Mientras hablaba, las criaturas brincaban del mosaico; la piedra plana era incapaz de contener su poder. Se fundieron los cuatro en una volcánica concatenación de la carne. Las patas se enmarañaron con las alas; las cabezas con los corazones; los rabos con las garras.

En un instante conmovedor y fulgurante, los cuatro se transformaron en uno, creando un único animal que con creces superaba cada una de sus partes.

El brillo era insoportable. Owen cerró los ojos para resguardarse de la luz cegadora. Al abrirlos de nuevo, la serpiente de tierra había desaparecido, y con ella cualquier rastro de las criaturas que la habían creado.

El mosaico volvía a ser un dibujo pueril. Tambaleante, se arrodilló al borde del mapa de estrellas con cuidado de no tocar la imagen mayor y pasó la mano por la sarta de piedras coloreadas con la velada esperanza de que resplandecieran entre sus dedos destellos de luz o que su piedra azul entonara algún que otro canto.

Pero se llevó una decepción, pues la vida que había asomado de la imagen ya no estaba ahí. Se arriesgó a mirar hacia el espacio sombrío de detrás del sacerdote, pero no se sorprendió cuando no vio al indígena con la cara cortada. En su lugar, yacía en el suelo una única pluma de color verde chillón que apuntaba hacia el fuego del centro del mosaico.

Owen permaneció de pie un tanto mareado, y sintiéndose un poco estúpido. Aguilar lo observaba en silencio con los ojos más penetrantes que jamás le había visto. Una sombra que quebró la intensidad del momento pasó cerca de ellos. El padre Gonzalo estaba en la entrada, obstaculizando con su colosal cuerpo la entrada y la salida. Tenía los brazos cruzados sobre el pecho, tal como los había recibido en el embarcadero.
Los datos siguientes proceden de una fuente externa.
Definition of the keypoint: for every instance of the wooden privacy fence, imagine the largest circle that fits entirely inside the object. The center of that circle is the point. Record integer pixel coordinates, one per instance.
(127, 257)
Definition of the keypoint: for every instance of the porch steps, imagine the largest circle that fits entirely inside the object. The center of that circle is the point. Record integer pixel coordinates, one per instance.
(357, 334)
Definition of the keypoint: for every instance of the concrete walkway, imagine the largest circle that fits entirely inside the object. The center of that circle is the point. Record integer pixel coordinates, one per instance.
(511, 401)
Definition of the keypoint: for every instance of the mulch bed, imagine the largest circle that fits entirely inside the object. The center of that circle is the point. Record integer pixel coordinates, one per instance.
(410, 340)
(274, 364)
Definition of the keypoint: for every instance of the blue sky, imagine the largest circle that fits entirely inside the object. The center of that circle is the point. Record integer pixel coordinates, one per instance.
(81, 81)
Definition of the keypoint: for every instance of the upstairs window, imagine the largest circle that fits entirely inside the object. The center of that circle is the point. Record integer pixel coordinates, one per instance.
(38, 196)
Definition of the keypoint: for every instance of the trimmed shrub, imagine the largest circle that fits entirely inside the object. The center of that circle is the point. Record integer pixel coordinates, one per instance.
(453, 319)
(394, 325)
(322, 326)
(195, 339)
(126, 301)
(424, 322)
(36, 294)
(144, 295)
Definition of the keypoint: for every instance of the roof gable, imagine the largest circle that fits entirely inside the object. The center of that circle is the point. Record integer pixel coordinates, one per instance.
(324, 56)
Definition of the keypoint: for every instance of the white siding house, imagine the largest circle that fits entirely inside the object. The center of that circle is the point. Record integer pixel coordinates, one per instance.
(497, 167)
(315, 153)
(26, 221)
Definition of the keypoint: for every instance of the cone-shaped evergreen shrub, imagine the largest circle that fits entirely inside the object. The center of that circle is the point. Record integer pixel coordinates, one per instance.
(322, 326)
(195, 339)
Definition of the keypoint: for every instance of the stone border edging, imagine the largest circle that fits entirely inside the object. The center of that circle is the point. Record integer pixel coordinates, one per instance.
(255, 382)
—¿Vamos a morir, padre? —inquirió en silencio Aguilar.

—Posiblemente, pero no por mi mano. Todavía no. Quizá jamás. Fray Bernardino de Sahagún nos encomienda, a nosotros sus hijos, a conocer las costumbres de los indígenas con el fin de poder instruirlos mejor en el camino que conduce a Cristo. Hace casi siete años que resido en Zamá y cuatro en esta casa, y aun así hasta ahora no me había percatado de lo que vuestro médico de a bordo ha sabido apreciar con tal claridad a primera vista.

»Haciendo uso de mis más profundos conocimientos, os diré que la criatura moteada no es un león, sino un jaguar, que es un animal sagrado para mis hijos, los mayas, al igual que lo son las otras tres bestias: el águila, que representa el aire; la serpiente, que es el fuego, y el cocodrilo, que es el agua. Qué duda cabe, el jaguar posee el poder sobre la tierra. Les enseñan que, en el Final de los Tiempos, que habéis adivinado con manifiesta exactitud en el dibujo de las piedras, los cuatro se fundirán en uno solo para formar la criatura. ¿Os imagináis, señor, qué puede surgir de la unión de los cuatro?

En la mente de Owen, la presencia de Nostradamus suavizó la luz resplandeciente, para que pudiera hablar con tranquilidad sobre lo que había atestiguado.